PerfSheet4 is a free tool and is available for download from GitHub or download from this link. The tool has been developed and tested on Excel 2010 against Oracle 11gR2. See here below a snapshot of the user interface with some additional details.




Why Excel: Pivot tables and charts are a great feature available in Excel that allows to quickly and easily analyze multidimensional data. This can be of great help when troubleshooting problems in production, for example with the need to try out different ideas and data combinations

Why pre-defined graphs: This feature is again to make life easier for the user. The idea is to automates the tedious task of setting up the pivot chart fields and provides an entry point to get to the needed graph.

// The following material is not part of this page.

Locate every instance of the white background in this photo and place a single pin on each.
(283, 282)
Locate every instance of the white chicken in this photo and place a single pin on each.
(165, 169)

Available queries: version 3.2p beta comes with the following queries (and pre-defined graphs):

Query name name Short description
Wait events Extracts data from dba_hist_system_event, computes delta values between snapshots and rates (i.e. delta values divided over delta time)
System statistics Extracts data from dba_hist_sysstat, computes delta values between snapshots and rates (i.e. delta values divided over delta time)
Stats per service Extracts data from dba_hist_service_stat, computes delta values between snapshots and rates (i.e. delta values divided over delta time)
Workload data Extracts data from dba_hist_sysmetric_summary, metrics give details on the usage of system resources over time ranges
IO wait latency Extracts data from dba_hist_event_histogram for io related events, computes delta values between snapshots and rates (i.e. delta values divided over delta time)
Top 5 wait per instance Extracts data from dba_hist_system_event and dba_hist_sysstat, computes delta values and rates (delta value over delta time) and selects top 5 non idle events for each instance
Wait events per class Extracts data from dba_hist_system_event, computes delta values and rates (delta value over delta time) aggregating over wait class


Future work: Stabilize Perfsheet4 against bugs and for different execution environments. For this feedback from other users would be very much appreciated. Possibly add more pre-defined queries (for AWR analytics but not necessarily only that). Add a post with examples of how analysis performed with PerfSheet4 have been useful for my job in various occasions. In the mean time if you find the tool useful or find bugs or have ideas for possible improvements, I'll be interested to know! Acknowledgments: Many thanks to Tanel Poder, the co-author of the tool.